You really trust Aaron? Alright, are you sure you still aren’t just reeling from your hatred of Noah? I mean it has been an intense few weeks (show timeline), so I understand. I’m trying to look at this from the way things have gone. Who has the group met, with a smile, that has turned out alright? Think back, it’s not that hard. The Governor was a likeable guy, met the group of soldiers with a smile and wave… and then had his group ambush them. He even took in Andrea and Michonne, but how did that turn out?
How about Terminus? They welcomed people with open arms. It was all bright smiles and hugs. Have a seat and a meal. Oh by the way, you need to put on some weight, you’re a little too skinny for our taste. Again, a group offering shelter and friendship had malevolent intentions. Surprise, it’s how things work. I feel like I’m starting to see a bit of pattern with how people are introduced in the show.
When Beth woke up at Grady, it was obviously awkward. However, other than the officer creep, everyone seemed to go out of their way to be nice at first. They had, “saved,” her life. They were offering her food and safety. She had a doctor who could treat her wounds. All she had to do was work for the good of the group. It was a nice trade right? The hospital may not be the best example but you get my meaning.
In contrast, how did Rick get introduced to the group originally? Glenn insulted him, Andrea pointed a gun at him, and he got into fights with Merle and Daryl. Do you remember how warm and welcoming Herschel was? He said the group could stay until the boy was okay, then they had to get off his land. He even knew Lori was pregnant, and told her he didn’t owe them any more than he had done.
My point? The good guys in this show traditionally don’t show up with smiles and presents. It is the people with things to hide and who want to do harm that are all friendly like. It could be why I’m giving Gabriel a chance. Technically he was terrified of the group, felt threatened by them, and even tried to bolt it seemed after they saved him. He wasn’t that interested in helping them, which leads me to think he might have a strong role moving forward. I could be wrong; it’s just a thought. Aaron smiling and waving, presumably the one who left the gift of water… it’s going to be bad news.

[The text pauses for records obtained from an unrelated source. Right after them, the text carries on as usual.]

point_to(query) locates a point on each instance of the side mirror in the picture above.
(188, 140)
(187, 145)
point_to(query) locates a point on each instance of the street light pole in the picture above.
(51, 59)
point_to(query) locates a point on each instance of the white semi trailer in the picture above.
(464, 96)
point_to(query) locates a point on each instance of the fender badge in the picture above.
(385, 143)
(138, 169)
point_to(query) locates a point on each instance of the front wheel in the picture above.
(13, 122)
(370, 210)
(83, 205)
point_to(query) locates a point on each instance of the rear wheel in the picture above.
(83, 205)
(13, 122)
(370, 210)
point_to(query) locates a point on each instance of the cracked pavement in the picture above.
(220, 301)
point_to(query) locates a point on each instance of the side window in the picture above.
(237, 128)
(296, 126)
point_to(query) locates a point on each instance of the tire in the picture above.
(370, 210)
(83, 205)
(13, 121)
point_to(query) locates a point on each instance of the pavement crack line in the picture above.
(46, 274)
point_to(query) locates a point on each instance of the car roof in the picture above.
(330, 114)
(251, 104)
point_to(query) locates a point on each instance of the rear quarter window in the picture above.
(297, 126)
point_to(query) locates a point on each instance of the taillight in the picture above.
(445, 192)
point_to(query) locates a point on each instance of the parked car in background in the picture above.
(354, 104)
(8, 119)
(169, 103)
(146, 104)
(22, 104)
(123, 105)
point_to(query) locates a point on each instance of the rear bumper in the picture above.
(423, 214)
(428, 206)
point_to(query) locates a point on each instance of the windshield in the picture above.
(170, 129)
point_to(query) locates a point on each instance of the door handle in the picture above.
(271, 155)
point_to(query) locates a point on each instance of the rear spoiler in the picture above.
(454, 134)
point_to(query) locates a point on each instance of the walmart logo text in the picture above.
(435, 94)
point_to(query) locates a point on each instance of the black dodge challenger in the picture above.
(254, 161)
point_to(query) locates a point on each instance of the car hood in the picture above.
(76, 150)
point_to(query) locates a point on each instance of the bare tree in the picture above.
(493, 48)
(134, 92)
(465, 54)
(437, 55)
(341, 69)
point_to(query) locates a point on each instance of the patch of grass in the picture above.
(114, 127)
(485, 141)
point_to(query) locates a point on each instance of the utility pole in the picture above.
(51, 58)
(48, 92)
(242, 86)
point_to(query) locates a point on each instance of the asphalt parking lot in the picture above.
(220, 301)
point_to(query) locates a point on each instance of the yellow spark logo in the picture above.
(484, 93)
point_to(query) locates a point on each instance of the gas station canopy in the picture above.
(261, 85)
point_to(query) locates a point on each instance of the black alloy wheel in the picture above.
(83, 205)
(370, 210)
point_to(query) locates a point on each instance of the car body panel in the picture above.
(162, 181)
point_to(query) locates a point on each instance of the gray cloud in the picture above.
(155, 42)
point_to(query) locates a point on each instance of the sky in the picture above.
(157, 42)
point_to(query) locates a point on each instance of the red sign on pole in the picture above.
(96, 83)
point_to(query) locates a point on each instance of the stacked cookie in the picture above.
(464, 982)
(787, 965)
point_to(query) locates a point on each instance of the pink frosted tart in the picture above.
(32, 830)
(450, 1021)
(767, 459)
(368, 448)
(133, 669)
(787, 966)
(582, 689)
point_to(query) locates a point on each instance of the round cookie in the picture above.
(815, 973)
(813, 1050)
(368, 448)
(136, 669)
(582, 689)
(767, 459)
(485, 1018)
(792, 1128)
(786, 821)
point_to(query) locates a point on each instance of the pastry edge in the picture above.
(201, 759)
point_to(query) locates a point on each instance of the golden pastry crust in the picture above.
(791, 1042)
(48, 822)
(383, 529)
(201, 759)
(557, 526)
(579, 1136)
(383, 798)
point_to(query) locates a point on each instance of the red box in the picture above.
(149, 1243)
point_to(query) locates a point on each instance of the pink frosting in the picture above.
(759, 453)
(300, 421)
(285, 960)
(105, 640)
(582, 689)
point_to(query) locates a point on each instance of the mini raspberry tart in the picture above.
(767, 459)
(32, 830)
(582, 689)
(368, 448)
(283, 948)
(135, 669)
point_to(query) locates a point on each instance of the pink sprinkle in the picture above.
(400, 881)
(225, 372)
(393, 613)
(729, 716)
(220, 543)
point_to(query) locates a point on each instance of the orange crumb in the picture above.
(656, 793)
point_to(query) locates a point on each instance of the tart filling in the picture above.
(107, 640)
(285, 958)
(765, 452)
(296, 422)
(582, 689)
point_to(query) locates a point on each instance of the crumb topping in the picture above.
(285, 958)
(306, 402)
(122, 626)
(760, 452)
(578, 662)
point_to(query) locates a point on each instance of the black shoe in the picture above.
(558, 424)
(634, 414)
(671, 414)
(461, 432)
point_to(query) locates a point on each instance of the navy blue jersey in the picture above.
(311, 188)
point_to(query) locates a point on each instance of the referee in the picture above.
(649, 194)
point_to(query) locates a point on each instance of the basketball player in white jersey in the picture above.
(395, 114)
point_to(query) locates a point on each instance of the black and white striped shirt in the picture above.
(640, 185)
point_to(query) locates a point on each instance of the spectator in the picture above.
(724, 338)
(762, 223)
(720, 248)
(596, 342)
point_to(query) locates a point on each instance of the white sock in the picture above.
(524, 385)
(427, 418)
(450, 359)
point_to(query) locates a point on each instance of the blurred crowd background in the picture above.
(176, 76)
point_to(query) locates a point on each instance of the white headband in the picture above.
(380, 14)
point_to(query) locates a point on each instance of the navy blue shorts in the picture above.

Overall, I have mixed feelings about the episode. It appeared that the writers were trying to show the group with no hope, just trying to trudge along and survive. However, it just seemed to fall flat to me. They showed Maggie and Sasha being basket cases, Daryl retreating from the group, Gabriel losing his faith, and Abraham still protecting Eugene. It just didn’t feel like it pushed the story any further. Truthfully, this was a filler episode and at its best, this was a set up to some more dramatic and action packed episodes to come. I wouldn’t be shocked that a lot of people felt that the episode was muddled, dragged out, and really not needed. I guess we will just have to wait and see what the next few episodes hold to be certain.